The likes of Alec Segaert and Jarne Van De Paar are both talents being nurtured in the U23 club, which will become a Continental-level development team next year. Both riders will then turn pro with the WorldTour team in 2024.

“We will not change what we have been doing because [we have had] 25 victories this season,” Lelangue says defiantly. “Since 2015 or 2016 we haven’t had that, [a time] when we had André Greipel and others. And we’ve also taken these 25 victories with 10 different riders. Young guys like Arnaud De Lie, Florian Vermeersch and Maxim Van Gils who are all succeeding, so this is what we want to continue in the future.”

When it comes down to how Lotto-Soudal found themselves in this situation, Lelangue points out that the plethora of one-day races, of which Arnaud De Lie has won plenty this season. So many, in fact, that the neo-pro has the sixth-most UCI points of all riders this season, with 2,268.

“We were always thinking about the points but what no-one was thinking about was the pandemic,” Lelangue explains. “The pandemic changed a lot of things for us.
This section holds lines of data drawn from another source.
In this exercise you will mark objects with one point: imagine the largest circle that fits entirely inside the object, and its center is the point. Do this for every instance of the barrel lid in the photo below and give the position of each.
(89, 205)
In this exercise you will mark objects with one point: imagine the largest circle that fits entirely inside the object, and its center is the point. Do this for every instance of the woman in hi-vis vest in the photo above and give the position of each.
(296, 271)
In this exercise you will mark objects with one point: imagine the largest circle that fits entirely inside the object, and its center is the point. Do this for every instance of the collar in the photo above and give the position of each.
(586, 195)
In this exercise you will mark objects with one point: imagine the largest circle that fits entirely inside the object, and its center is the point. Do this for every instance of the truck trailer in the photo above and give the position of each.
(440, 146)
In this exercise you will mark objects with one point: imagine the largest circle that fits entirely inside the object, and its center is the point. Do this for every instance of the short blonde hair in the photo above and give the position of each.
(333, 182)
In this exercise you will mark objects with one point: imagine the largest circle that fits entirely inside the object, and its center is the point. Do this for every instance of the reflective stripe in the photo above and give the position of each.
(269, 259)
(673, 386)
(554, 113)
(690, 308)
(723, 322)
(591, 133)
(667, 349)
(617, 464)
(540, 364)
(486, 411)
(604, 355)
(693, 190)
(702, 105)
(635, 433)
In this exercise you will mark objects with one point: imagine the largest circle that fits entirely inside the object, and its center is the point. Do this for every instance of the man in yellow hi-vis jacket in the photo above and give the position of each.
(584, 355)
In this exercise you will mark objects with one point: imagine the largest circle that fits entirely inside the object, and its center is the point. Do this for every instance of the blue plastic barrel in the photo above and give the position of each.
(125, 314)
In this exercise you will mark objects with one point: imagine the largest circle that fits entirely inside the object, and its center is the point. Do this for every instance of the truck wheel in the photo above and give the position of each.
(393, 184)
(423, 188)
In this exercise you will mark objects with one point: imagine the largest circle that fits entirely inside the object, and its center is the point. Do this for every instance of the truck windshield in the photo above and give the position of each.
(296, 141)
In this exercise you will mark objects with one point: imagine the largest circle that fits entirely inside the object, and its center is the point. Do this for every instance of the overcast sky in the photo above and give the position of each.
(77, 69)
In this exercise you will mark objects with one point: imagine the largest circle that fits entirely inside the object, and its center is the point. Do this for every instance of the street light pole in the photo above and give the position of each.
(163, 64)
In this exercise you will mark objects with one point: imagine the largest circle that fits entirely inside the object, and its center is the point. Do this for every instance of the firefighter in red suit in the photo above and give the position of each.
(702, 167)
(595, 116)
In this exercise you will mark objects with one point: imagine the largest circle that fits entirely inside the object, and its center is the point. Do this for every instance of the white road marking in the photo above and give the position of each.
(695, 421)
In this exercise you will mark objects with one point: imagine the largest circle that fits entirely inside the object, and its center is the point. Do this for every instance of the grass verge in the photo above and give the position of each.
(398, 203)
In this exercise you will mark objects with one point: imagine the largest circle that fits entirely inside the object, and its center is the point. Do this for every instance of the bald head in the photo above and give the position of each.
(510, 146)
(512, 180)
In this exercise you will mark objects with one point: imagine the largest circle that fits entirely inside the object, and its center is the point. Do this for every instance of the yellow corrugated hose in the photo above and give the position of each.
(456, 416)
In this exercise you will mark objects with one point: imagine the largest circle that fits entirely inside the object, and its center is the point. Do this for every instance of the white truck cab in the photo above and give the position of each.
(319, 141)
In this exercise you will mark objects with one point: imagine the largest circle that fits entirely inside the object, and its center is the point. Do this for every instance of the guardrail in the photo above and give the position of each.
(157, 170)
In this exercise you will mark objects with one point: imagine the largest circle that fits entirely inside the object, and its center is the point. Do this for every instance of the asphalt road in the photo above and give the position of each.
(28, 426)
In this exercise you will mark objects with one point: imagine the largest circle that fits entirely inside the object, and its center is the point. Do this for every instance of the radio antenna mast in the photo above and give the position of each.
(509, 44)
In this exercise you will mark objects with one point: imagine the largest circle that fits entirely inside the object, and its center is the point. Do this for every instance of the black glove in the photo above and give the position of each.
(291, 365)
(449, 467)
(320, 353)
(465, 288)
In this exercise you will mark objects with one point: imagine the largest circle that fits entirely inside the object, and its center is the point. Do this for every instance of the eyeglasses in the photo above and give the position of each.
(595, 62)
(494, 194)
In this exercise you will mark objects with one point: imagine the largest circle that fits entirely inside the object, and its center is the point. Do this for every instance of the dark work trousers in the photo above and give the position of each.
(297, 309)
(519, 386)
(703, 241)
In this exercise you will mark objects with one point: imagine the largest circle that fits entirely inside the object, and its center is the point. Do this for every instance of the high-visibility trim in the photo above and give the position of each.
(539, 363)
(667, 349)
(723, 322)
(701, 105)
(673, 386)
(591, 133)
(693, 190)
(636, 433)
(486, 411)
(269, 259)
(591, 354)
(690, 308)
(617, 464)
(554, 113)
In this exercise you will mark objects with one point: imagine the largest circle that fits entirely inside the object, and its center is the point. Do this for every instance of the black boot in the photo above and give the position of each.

We do a lot of one-day races, which are 1.1 1.Pro series, if you remember when the season stopped in 2020 all the big Tours, the big races, were re-positioned. But those 1.Pro series were not organised.”

As well as that, Lelangue says that Caleb Ewan could only target one Grand Tour that year. “All of this was a disadvantage,” Lelangue continues. “We didn’t change philosophy, we were fighting for victory every year, still this year, we got 25 victories and we couldn’t complain.”

While from the sporting side, not much has or will change, the commercial ramifications are very real. “If I had known in January what I knew in May,” the CEO of new title sponsor Dstny, Daan de Wever, told Het Laatste Nieuws about the prospect of the team’s relegation, “I don’t think I would have signed this sponsorship deal.”

Yet another reminder that while for Lotto-Soudal relegation may just be a change of logo, for teams with a less understanding sponsor, demotion from the WorldTour could result in the disappearance of other logos, too.